Subcategorization Different verbs can relate different numbers of entities: transitive versus intransitive verbs. Tightly related verb arguments are called complements but less tightly related ones are called adjuncts. Prototypical examples of adjuncts tell us time, place, or manner of the action or state described by the verb. Verbs are classified according to the type of complements they permit. This called subcategorization. Subcategorizations allow to capture syntactic as well as semantic regularities.

Attachment Ambiguity and Garden-Path Sentences Attachment ambiguities occur with phrases that could have been generated by two different nodes in the parse tree. The child ate the cake with a spoon.
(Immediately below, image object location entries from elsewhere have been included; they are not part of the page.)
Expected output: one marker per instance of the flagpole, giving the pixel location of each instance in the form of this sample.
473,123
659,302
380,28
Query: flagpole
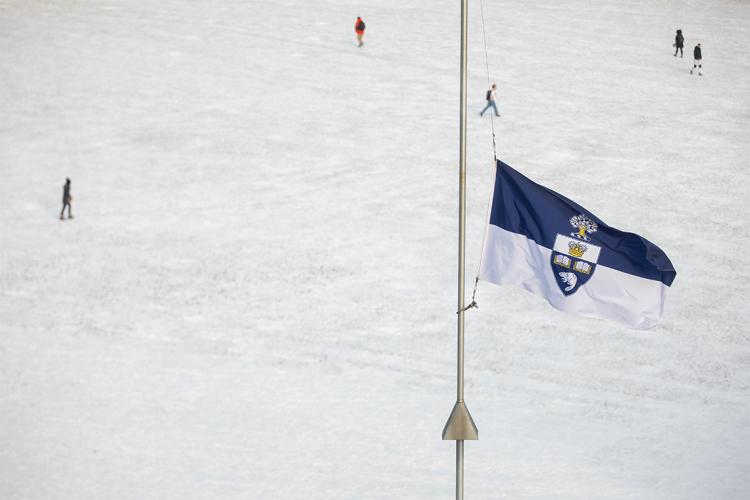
460,425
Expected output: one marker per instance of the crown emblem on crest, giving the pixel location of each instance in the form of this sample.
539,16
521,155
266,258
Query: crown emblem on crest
577,249
584,225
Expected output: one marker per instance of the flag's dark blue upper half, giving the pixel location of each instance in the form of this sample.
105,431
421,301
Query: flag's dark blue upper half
525,207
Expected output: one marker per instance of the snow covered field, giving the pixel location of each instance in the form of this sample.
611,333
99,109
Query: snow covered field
256,298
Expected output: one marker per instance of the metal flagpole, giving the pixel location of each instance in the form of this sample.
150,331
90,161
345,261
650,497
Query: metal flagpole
460,425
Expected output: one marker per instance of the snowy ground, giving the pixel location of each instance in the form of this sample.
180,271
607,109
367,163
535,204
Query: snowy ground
256,298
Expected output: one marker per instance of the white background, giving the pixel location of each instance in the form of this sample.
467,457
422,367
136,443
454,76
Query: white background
257,296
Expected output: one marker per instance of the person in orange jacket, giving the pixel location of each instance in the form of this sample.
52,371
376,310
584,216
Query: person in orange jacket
359,28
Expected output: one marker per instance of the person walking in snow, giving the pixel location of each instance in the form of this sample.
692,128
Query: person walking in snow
359,29
679,40
67,198
697,59
491,95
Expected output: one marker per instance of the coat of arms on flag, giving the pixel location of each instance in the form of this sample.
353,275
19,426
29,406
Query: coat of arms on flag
574,259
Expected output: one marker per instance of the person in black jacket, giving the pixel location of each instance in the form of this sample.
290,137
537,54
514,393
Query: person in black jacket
67,198
698,59
679,40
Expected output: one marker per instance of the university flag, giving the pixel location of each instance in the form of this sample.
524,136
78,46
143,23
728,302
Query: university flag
551,246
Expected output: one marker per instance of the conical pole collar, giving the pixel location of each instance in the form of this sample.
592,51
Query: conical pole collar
460,425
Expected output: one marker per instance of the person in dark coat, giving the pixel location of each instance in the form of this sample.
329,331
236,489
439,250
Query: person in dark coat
679,40
67,198
697,60
490,98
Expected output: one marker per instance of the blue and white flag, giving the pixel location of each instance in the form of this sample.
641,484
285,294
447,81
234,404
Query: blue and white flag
551,246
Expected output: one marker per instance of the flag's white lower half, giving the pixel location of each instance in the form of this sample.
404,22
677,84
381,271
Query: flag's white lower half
511,258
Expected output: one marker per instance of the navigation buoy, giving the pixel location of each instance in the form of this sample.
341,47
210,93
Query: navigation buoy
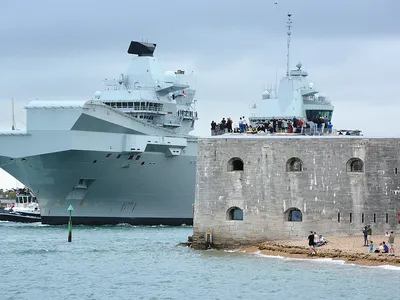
70,209
208,238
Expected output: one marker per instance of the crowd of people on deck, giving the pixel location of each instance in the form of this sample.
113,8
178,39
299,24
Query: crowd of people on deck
275,125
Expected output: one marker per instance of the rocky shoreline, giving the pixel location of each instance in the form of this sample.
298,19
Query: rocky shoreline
274,248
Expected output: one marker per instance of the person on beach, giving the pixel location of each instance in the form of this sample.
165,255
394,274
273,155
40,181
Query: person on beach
316,239
391,243
365,236
369,233
385,248
311,243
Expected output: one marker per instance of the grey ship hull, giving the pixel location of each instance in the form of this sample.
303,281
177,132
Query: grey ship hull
123,157
153,190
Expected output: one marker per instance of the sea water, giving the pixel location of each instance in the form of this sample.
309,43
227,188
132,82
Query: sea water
127,262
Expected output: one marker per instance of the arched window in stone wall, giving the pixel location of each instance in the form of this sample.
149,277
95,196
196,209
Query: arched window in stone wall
355,165
293,215
294,164
235,164
234,214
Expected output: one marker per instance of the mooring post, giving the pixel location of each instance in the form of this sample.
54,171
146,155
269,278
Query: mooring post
70,209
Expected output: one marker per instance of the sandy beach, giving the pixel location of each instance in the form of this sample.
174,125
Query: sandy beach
347,248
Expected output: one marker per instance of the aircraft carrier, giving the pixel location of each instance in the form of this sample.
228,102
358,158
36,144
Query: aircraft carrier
124,156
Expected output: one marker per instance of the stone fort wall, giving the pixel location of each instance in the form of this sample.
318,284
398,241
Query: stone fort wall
283,187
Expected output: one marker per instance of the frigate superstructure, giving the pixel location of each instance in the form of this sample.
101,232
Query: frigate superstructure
125,156
295,96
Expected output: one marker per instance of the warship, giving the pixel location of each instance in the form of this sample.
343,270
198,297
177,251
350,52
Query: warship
124,156
295,97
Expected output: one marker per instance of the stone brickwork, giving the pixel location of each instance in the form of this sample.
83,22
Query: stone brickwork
339,185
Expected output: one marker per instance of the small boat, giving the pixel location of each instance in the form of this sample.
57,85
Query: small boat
25,209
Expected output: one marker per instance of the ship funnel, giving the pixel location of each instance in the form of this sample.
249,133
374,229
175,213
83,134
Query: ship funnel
141,49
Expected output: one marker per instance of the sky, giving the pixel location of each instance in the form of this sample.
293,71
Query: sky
62,50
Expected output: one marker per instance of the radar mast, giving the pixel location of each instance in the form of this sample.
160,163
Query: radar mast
289,26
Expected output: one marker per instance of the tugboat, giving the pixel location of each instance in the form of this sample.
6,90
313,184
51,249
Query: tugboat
25,210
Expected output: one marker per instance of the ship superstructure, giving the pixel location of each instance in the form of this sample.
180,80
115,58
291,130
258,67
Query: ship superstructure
124,156
295,96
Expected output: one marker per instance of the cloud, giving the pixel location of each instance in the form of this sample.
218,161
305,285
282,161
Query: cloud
64,50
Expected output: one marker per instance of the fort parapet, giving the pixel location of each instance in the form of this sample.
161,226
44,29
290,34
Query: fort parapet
252,189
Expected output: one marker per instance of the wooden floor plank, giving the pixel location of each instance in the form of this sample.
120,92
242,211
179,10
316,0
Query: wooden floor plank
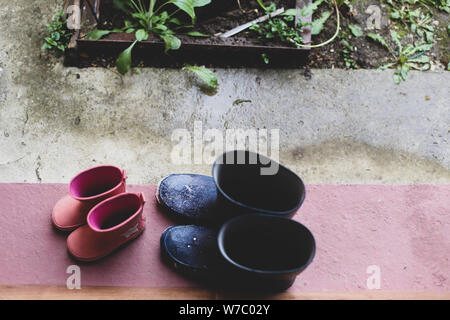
115,293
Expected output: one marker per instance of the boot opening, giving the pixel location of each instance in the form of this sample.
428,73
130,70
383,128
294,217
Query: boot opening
114,211
245,181
267,243
95,181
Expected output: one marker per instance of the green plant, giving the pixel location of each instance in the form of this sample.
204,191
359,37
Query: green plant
288,29
59,36
149,18
347,54
410,56
204,74
283,28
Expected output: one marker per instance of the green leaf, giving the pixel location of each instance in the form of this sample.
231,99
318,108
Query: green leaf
395,15
51,41
171,42
317,25
309,9
97,34
205,74
261,4
377,38
397,78
291,12
197,34
141,35
123,63
396,38
356,30
189,5
201,3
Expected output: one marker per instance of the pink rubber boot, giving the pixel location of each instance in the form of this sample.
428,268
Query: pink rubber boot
86,190
110,224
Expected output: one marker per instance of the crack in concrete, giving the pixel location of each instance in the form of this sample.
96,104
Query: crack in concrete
38,175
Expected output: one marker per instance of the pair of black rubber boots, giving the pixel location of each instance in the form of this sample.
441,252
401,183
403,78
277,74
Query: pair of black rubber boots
238,233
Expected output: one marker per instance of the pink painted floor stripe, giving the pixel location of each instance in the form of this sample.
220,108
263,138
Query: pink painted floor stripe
404,230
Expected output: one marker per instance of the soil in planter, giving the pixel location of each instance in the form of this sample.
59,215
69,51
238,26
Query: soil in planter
111,18
226,20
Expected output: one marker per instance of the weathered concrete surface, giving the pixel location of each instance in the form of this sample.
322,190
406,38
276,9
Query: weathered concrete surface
338,127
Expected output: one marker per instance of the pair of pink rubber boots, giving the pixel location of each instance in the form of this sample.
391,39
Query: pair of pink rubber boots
99,211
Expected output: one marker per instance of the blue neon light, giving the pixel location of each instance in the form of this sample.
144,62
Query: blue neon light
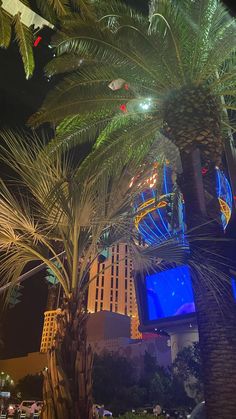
169,293
154,226
233,282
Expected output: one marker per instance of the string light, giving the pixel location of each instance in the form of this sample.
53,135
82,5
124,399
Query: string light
123,108
37,41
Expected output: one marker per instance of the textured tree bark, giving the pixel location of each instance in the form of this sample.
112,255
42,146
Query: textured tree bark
216,309
68,379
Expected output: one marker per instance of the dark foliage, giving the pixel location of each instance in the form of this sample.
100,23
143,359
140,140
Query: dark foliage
30,387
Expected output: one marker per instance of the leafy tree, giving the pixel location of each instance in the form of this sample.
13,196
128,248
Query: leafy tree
115,383
55,11
30,387
188,368
168,72
64,218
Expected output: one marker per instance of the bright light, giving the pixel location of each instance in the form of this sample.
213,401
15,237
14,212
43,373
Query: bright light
145,105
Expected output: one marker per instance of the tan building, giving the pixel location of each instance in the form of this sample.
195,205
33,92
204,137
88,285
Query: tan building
112,286
49,328
111,289
17,368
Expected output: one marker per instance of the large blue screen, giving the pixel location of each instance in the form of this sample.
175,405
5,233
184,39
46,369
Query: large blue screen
169,293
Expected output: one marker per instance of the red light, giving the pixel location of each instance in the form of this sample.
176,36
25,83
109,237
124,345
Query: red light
204,170
37,40
123,108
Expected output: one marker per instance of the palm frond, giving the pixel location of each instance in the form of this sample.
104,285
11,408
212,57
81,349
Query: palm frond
5,29
79,129
61,7
46,10
85,8
24,39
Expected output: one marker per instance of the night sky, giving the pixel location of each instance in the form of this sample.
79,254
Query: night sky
18,100
22,325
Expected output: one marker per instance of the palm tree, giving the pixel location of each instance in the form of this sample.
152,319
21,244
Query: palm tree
20,21
55,214
173,72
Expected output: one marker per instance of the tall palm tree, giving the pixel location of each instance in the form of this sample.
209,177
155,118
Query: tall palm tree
51,209
18,20
129,77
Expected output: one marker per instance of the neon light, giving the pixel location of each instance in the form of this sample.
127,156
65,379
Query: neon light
123,108
204,171
37,41
151,213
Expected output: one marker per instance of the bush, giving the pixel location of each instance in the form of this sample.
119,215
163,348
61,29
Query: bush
133,416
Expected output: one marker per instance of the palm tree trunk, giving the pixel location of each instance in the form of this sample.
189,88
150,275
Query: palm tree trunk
215,306
68,379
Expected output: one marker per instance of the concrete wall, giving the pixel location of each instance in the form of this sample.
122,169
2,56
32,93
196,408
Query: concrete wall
107,325
18,368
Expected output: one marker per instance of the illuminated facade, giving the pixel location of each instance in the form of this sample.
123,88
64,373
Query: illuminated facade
49,329
112,286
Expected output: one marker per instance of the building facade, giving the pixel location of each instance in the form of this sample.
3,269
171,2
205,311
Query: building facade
49,329
112,287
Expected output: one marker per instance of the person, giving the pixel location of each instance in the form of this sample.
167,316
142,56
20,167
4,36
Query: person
101,411
33,409
199,412
157,410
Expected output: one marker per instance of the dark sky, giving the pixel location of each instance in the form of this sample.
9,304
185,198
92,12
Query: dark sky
18,100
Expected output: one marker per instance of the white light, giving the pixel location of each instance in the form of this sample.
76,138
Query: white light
144,106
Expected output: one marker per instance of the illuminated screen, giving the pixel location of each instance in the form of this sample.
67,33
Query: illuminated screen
169,293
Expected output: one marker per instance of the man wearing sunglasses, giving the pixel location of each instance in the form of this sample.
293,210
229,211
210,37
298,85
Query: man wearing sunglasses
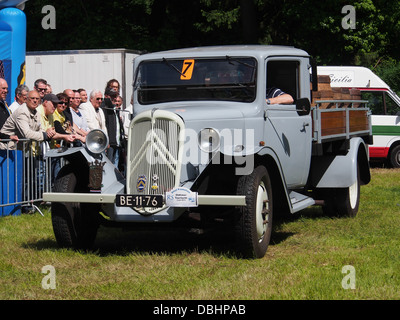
41,88
21,95
93,113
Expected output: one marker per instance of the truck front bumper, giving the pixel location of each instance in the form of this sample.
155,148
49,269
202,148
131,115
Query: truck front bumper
100,198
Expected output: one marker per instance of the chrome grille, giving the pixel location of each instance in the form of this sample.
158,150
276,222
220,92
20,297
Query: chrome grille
155,147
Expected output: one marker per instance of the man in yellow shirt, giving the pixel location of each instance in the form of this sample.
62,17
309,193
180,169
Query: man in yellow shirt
46,111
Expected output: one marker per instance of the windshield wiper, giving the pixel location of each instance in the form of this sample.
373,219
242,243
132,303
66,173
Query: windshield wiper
229,58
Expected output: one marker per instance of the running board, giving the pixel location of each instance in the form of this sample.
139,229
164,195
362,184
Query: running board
300,201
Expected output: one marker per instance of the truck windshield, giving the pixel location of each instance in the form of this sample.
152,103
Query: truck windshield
222,79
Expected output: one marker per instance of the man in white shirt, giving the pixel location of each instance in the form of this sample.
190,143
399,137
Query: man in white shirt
21,94
93,113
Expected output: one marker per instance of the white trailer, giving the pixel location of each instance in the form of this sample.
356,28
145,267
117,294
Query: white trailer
88,69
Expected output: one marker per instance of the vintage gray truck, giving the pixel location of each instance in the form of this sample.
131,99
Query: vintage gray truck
205,139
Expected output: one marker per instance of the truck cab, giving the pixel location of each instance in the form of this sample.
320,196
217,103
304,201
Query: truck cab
204,139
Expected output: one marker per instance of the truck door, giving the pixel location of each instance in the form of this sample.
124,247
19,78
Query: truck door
287,132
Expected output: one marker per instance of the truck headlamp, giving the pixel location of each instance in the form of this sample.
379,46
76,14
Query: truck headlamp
96,141
209,140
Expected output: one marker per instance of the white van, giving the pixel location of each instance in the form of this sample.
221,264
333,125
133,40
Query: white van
384,104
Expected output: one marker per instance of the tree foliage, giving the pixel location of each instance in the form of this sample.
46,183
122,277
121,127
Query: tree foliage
152,25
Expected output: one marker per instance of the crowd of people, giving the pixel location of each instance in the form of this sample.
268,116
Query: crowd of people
64,118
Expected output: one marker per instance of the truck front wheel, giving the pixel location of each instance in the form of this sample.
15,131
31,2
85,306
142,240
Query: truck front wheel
75,225
253,223
394,157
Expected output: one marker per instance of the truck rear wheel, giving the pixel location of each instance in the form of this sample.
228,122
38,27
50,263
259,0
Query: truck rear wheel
343,201
75,225
394,157
253,226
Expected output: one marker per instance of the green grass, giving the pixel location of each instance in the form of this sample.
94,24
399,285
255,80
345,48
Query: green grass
304,261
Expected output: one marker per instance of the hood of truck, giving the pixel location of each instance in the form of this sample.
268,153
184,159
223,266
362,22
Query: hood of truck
205,112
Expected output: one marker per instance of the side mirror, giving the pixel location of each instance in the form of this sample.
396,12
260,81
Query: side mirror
303,106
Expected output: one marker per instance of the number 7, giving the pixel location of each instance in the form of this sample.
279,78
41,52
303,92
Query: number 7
187,69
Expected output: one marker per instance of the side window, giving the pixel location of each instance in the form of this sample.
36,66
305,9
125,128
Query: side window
284,75
375,101
380,103
391,107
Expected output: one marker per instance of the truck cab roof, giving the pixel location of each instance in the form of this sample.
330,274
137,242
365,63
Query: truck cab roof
261,51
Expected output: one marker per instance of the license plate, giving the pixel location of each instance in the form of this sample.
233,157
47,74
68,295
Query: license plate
139,200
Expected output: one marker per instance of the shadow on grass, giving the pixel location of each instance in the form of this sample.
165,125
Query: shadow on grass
169,240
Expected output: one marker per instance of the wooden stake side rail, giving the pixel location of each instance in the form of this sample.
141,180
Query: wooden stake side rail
341,121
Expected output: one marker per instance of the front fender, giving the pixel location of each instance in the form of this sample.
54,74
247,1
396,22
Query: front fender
340,171
112,180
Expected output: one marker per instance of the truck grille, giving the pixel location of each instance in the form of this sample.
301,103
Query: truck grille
154,154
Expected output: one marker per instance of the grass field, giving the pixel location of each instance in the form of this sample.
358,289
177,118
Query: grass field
304,261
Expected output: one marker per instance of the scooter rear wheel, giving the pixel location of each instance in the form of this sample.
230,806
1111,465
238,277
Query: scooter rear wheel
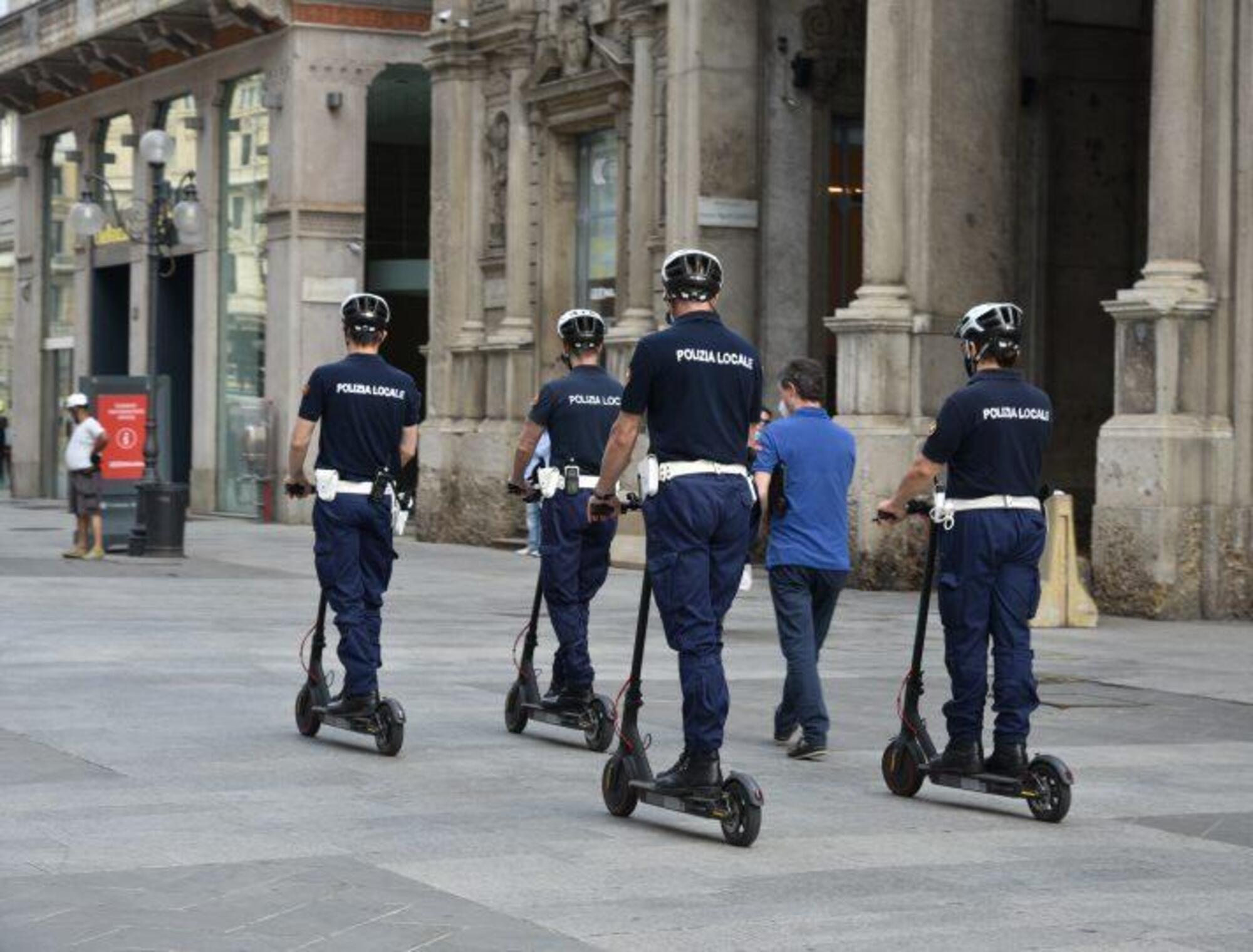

Genuinely ambiguous: Fruit flies like a banana. Garden-Path sentences are sentences that lead along a path that suddenly turns out not to work. The horse raced past the barn fell.

Semantics Semantics is the study of the meaning of words, constructions, and utterances. Semantics can be divided into two parts: lexical semantics and combination semantics. Lexical semantics: hypernymy, hyponymy, antonymy, meronymy, holonymy, synonymy, homonymy, polysemy, and homophony. Compositionality: the meaning of the whole often differs from the meaning of the parts. Idioms correspond to cases where the compound phrase means something completely different from its parts.

Pragmatics Pragmatics is the area of studies that goes beyond the study of the meaning of a sentence and tries to explain what the speaker really is expressing. Understand the scope of quantifiers, speech acts, discourse analysis, anaphoric relations. The resolution of anaphoric relations is crucial to the task of information extraction.